Le top management joue un rôle essentiel dans la réussite des projets d'entreprise 2.0 (E 2.0). De nombreuses organisations ont témoigné sur l'importance de bénéficier d'un sponsor haut placé, comprenant parfaitement les enjeux.
Dans un premier temps, son pouvoir va donner du poids au projet, contribuer à lever les freins et à libérer les énergies. Par la suite, il servira, par exemple, à recadrer d'éventuels dysfonctionnements du management intermédiaire lorsque ce dernier contrecarre la participation des équipes sur le réseau social.
Cependant, on attend bien souvent davantage des dirigeants. Ils sont régulièrement invités à s'impliquer et à donner l'exemple. Certains, comme le PDG d'Alcatel-Lucent, l'ont fait spontanément, entraînant avec eux une partie du management. Pour autant, ce n'est pas forcément la panacée.

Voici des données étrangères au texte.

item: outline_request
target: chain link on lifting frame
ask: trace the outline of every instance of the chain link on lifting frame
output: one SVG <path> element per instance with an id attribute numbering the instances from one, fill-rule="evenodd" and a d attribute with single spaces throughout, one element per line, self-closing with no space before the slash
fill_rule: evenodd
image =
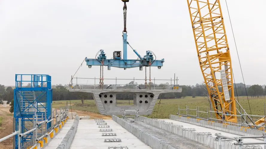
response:
<path id="1" fill-rule="evenodd" d="M 149 62 L 149 65 L 150 67 L 150 78 L 149 79 L 149 80 L 150 82 L 149 83 L 149 85 L 150 86 L 150 90 L 151 90 L 151 60 Z M 145 89 L 147 89 L 147 66 L 145 66 L 145 83 L 144 84 L 145 85 Z"/>
<path id="2" fill-rule="evenodd" d="M 102 65 L 100 66 L 100 87 L 102 89 L 104 89 L 104 60 L 101 63 Z"/>
<path id="3" fill-rule="evenodd" d="M 147 67 L 145 66 L 145 89 L 147 88 Z"/>
<path id="4" fill-rule="evenodd" d="M 149 65 L 150 65 L 150 79 L 149 79 L 149 80 L 150 80 L 150 83 L 149 83 L 149 85 L 150 86 L 150 90 L 151 90 L 151 60 L 150 60 L 150 62 L 149 62 Z"/>

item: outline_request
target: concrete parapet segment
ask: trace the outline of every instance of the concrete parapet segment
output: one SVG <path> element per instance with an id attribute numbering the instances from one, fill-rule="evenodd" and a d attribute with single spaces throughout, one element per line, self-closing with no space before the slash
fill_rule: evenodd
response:
<path id="1" fill-rule="evenodd" d="M 170 115 L 169 119 L 242 136 L 261 136 L 263 135 L 264 132 L 263 131 L 256 129 L 173 115 Z M 263 138 L 256 139 L 263 140 Z"/>
<path id="2" fill-rule="evenodd" d="M 56 148 L 57 149 L 69 149 L 70 148 L 72 141 L 77 132 L 79 119 L 78 116 L 77 115 L 72 126 L 63 139 L 63 140 Z"/>
<path id="3" fill-rule="evenodd" d="M 116 116 L 112 115 L 112 119 L 153 149 L 175 148 L 165 143 L 163 139 L 156 137 L 148 131 L 142 130 Z"/>

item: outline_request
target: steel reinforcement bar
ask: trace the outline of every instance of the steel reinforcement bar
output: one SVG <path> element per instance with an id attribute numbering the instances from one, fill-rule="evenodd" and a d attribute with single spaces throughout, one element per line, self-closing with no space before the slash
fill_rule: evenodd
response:
<path id="1" fill-rule="evenodd" d="M 225 124 L 204 120 L 199 120 L 191 118 L 170 115 L 169 119 L 206 128 L 214 129 L 236 135 L 245 136 L 262 136 L 264 131 L 244 127 Z M 255 138 L 263 140 L 263 138 Z"/>
<path id="2" fill-rule="evenodd" d="M 78 120 L 78 116 L 77 115 L 72 126 L 70 128 L 60 144 L 56 148 L 57 149 L 69 149 L 70 148 L 72 141 L 73 141 L 77 132 Z"/>
<path id="3" fill-rule="evenodd" d="M 177 134 L 184 138 L 197 142 L 206 147 L 212 149 L 219 148 L 219 142 L 215 138 L 193 131 L 188 130 L 174 125 L 161 122 L 146 117 L 140 116 L 136 120 L 141 121 L 150 125 Z M 223 149 L 238 149 L 238 146 L 227 141 L 221 142 Z"/>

« Tout d'abord, je ne suis pas convaincu que le fait qu'un top dirigeant s'exprime sur un blog va encourager les collaborateurs à en faire autant ou même que ce soit le signe d'un changement de culture d'entreprise », observe Nicolas Rolland, de Danone, dans un billet intitulé Leadership 2.0 : rôle, implication et avenir du top management.
A l'usage, l'implication des responsables peut, dans certains cas, s'avérer contre-productive. Deux initiateurs de réseaux sociaux, venus de grands comptes industriels français, alertaient sur le danger d'une hyper présence sur le réseau social.

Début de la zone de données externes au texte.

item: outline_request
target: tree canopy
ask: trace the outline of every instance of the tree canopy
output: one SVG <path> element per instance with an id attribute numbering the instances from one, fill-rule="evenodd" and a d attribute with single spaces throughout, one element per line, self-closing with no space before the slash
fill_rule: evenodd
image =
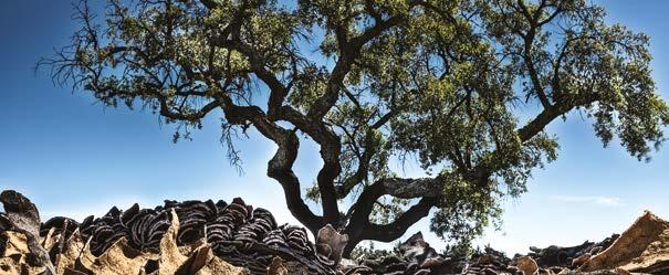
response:
<path id="1" fill-rule="evenodd" d="M 569 112 L 639 160 L 669 123 L 648 36 L 586 0 L 107 0 L 94 11 L 76 4 L 72 44 L 41 61 L 58 83 L 149 108 L 178 124 L 175 139 L 221 110 L 232 163 L 238 134 L 257 129 L 278 146 L 266 172 L 292 214 L 347 233 L 346 253 L 430 213 L 440 236 L 480 234 L 556 159 L 545 128 Z M 316 179 L 293 172 L 304 139 L 320 146 Z M 407 159 L 428 177 L 394 171 Z"/>

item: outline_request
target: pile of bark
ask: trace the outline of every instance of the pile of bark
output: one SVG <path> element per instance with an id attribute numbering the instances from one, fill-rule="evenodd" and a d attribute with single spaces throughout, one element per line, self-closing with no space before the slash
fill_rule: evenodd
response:
<path id="1" fill-rule="evenodd" d="M 113 208 L 101 218 L 41 222 L 33 203 L 0 194 L 2 274 L 669 274 L 669 222 L 645 212 L 602 242 L 506 257 L 439 253 L 420 233 L 378 258 L 342 258 L 347 236 L 330 225 L 312 243 L 300 226 L 279 225 L 243 200 L 166 201 L 154 209 Z"/>
<path id="2" fill-rule="evenodd" d="M 313 244 L 303 228 L 278 225 L 241 199 L 113 208 L 82 223 L 40 223 L 14 191 L 0 201 L 0 274 L 335 274 L 341 253 L 332 247 L 346 242 L 325 226 Z"/>

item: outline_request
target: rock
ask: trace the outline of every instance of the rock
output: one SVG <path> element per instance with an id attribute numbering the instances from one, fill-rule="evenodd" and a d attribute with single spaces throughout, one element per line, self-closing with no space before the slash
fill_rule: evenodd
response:
<path id="1" fill-rule="evenodd" d="M 585 264 L 587 261 L 590 260 L 590 254 L 589 253 L 585 253 L 576 258 L 574 258 L 572 261 L 572 267 L 578 267 L 583 264 Z"/>
<path id="2" fill-rule="evenodd" d="M 584 272 L 620 268 L 629 272 L 669 271 L 669 222 L 649 211 L 639 216 L 608 248 L 593 256 Z"/>
<path id="3" fill-rule="evenodd" d="M 478 263 L 479 264 L 492 264 L 495 261 L 495 256 L 490 255 L 490 254 L 485 254 L 479 257 Z"/>
<path id="4" fill-rule="evenodd" d="M 536 262 L 530 256 L 522 256 L 522 257 L 516 258 L 515 261 L 518 263 L 516 264 L 518 268 L 524 275 L 532 275 L 539 271 L 539 265 L 536 265 Z"/>
<path id="5" fill-rule="evenodd" d="M 348 235 L 339 234 L 332 225 L 327 224 L 318 230 L 316 252 L 322 257 L 332 261 L 333 265 L 337 265 L 347 243 Z"/>

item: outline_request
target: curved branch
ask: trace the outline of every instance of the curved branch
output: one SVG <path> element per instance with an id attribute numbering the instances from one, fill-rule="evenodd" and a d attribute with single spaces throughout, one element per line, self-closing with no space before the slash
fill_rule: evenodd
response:
<path id="1" fill-rule="evenodd" d="M 369 224 L 363 232 L 363 239 L 393 242 L 403 236 L 407 230 L 416 222 L 420 221 L 420 219 L 426 218 L 430 213 L 430 209 L 436 207 L 437 203 L 439 203 L 438 198 L 422 198 L 391 223 Z"/>

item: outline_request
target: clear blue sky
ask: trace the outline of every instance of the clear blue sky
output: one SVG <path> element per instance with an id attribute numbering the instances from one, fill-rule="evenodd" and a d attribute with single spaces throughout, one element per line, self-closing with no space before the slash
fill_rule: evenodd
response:
<path id="1" fill-rule="evenodd" d="M 654 75 L 669 98 L 669 1 L 606 1 L 609 20 L 651 36 Z M 83 93 L 54 87 L 32 67 L 40 56 L 65 45 L 74 30 L 69 1 L 6 1 L 0 9 L 0 189 L 29 195 L 42 215 L 82 219 L 112 205 L 144 207 L 164 199 L 242 197 L 295 223 L 278 183 L 265 177 L 274 147 L 255 134 L 239 142 L 244 174 L 228 165 L 219 144 L 217 116 L 194 141 L 171 142 L 170 127 L 157 117 L 125 108 L 104 108 Z M 579 244 L 620 232 L 642 209 L 669 218 L 669 145 L 650 163 L 638 162 L 618 146 L 603 149 L 588 121 L 573 114 L 548 127 L 560 136 L 560 159 L 535 172 L 530 191 L 509 201 L 502 232 L 481 243 L 510 253 L 530 245 Z M 304 182 L 320 160 L 305 145 L 295 170 Z M 427 231 L 427 219 L 409 230 Z M 428 235 L 435 246 L 440 242 Z"/>

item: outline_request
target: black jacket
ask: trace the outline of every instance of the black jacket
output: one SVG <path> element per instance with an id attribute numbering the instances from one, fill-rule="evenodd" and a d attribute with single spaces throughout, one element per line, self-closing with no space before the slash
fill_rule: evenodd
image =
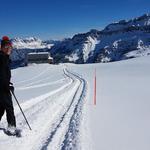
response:
<path id="1" fill-rule="evenodd" d="M 0 51 L 0 94 L 2 92 L 9 92 L 9 84 L 11 78 L 9 55 Z"/>

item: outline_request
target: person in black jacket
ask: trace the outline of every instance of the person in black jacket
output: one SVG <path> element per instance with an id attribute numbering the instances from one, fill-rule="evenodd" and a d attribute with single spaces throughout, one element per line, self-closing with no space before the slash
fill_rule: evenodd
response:
<path id="1" fill-rule="evenodd" d="M 14 115 L 14 108 L 12 103 L 12 96 L 10 91 L 14 91 L 13 84 L 10 82 L 10 58 L 12 51 L 11 41 L 7 36 L 1 40 L 0 50 L 0 120 L 6 111 L 8 122 L 7 130 L 12 134 L 16 130 L 16 119 Z"/>

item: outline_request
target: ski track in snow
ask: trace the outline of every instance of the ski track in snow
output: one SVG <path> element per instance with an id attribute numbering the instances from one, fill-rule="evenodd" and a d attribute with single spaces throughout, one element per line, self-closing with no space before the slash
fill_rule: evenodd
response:
<path id="1" fill-rule="evenodd" d="M 44 74 L 46 70 L 41 74 Z M 23 137 L 16 139 L 0 134 L 1 150 L 6 149 L 6 145 L 10 150 L 78 149 L 80 116 L 82 114 L 82 101 L 86 94 L 86 82 L 79 75 L 75 75 L 66 69 L 64 69 L 64 75 L 67 77 L 66 79 L 47 83 L 50 85 L 62 80 L 69 80 L 62 87 L 21 104 L 31 124 L 32 131 L 29 131 L 19 108 L 15 107 L 16 120 L 18 127 L 23 129 Z M 25 81 L 27 80 L 23 82 Z M 43 122 L 42 126 L 41 122 Z M 6 124 L 6 118 L 4 118 L 1 123 L 2 128 Z"/>

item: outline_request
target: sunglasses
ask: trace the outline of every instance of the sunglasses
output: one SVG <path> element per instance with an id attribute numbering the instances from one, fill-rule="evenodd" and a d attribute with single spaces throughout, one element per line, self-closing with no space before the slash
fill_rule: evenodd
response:
<path id="1" fill-rule="evenodd" d="M 6 45 L 6 46 L 4 46 L 4 48 L 6 48 L 6 49 L 10 49 L 10 48 L 12 48 L 12 46 L 10 46 L 10 45 Z"/>

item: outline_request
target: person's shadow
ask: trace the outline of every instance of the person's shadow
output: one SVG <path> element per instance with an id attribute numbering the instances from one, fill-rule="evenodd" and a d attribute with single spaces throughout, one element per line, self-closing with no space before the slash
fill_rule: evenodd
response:
<path id="1" fill-rule="evenodd" d="M 6 129 L 5 128 L 0 128 L 0 131 L 3 131 L 6 134 Z"/>

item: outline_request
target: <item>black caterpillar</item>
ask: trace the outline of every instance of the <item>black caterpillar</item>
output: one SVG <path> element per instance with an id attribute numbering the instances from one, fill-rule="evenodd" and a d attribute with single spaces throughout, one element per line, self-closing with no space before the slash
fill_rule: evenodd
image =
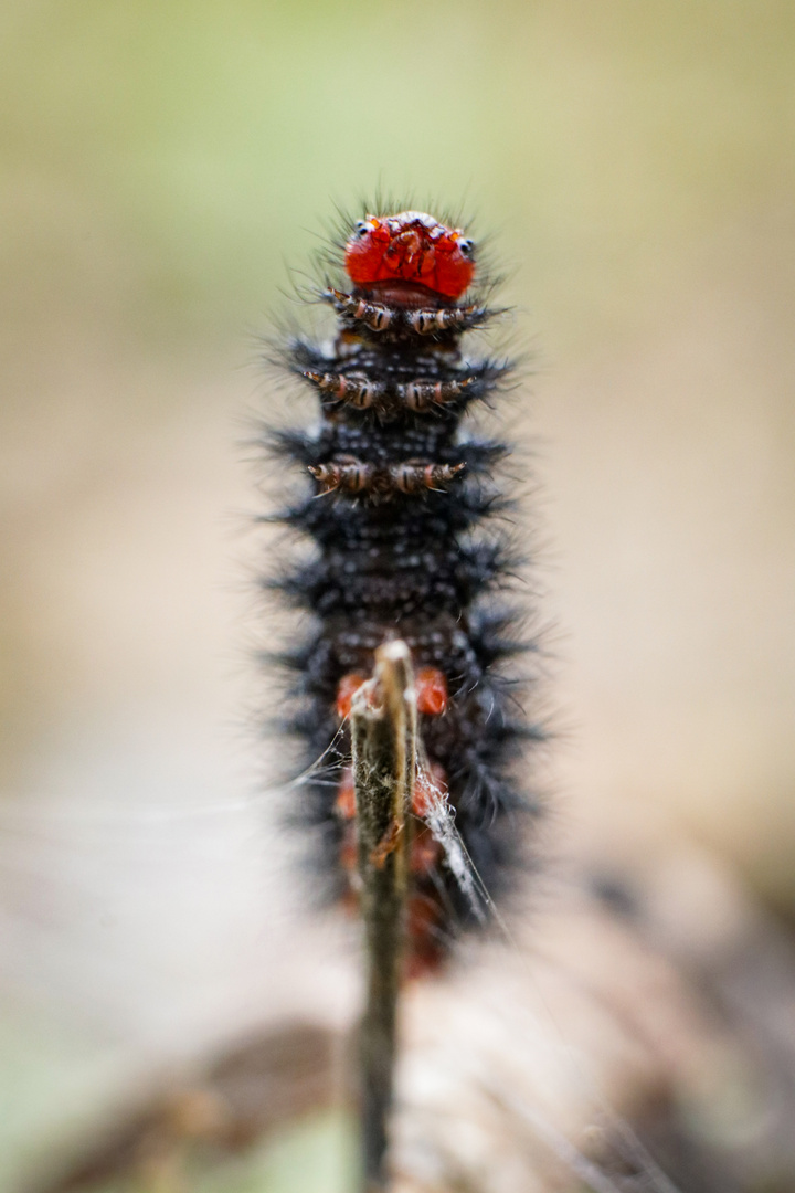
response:
<path id="1" fill-rule="evenodd" d="M 490 894 L 522 854 L 536 801 L 515 777 L 523 743 L 544 736 L 526 719 L 504 663 L 530 648 L 510 633 L 514 611 L 497 595 L 517 560 L 509 536 L 473 533 L 511 507 L 493 486 L 503 444 L 472 437 L 461 419 L 489 400 L 511 365 L 470 358 L 462 333 L 496 314 L 470 288 L 476 246 L 458 228 L 402 211 L 348 225 L 337 246 L 349 278 L 321 297 L 337 314 L 328 346 L 292 336 L 287 367 L 319 400 L 311 432 L 269 444 L 311 475 L 311 489 L 279 519 L 309 534 L 309 563 L 272 585 L 315 616 L 298 649 L 279 655 L 297 673 L 298 707 L 286 727 L 306 762 L 334 743 L 335 780 L 310 778 L 302 816 L 318 834 L 337 895 L 355 900 L 355 802 L 346 716 L 372 672 L 373 651 L 403 638 L 417 675 L 423 784 L 447 793 L 462 843 Z M 348 755 L 346 758 L 346 752 Z M 348 764 L 348 765 L 346 765 Z M 433 968 L 470 901 L 428 829 L 414 835 L 410 970 Z"/>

« La Direction Générale ne doit pas se montrer intrusive », observait l'un d'eux à l'occasion d'une conférence en petit comité. En s’immisçant dans une discussion visant à résoudre un problème, elle risque de casser la dynamique qui se met en place en court-circuitant des interlocuteurs. Le pouvoir qu'elle détient devient alors un handicap. Un phénomène déjà observé dans les communautés de pratique où l'intervention d'un dirigeant a pour effet d'inhiber les autres participants.
Un haut responsable peut néanmoins être amené à participer à une discussion au sein d'une communauté métier par exemple, ne serait-ce que pour apporter son expertise ou un éclairage différent. Pour ne pas couper court la discussion, il est préférable qu'il se fonde dans l'échange. « Le style d'échanges donne le ton de la communauté », affirmait le second initiateur, membre d'une DSI.
L'une des solutions passe par une formation aux dirigeants pour leur apprendre à s'exprimer sur le réseau social. Reste ensuite à libérer la parole des employés. Mais c'est une autre histoire.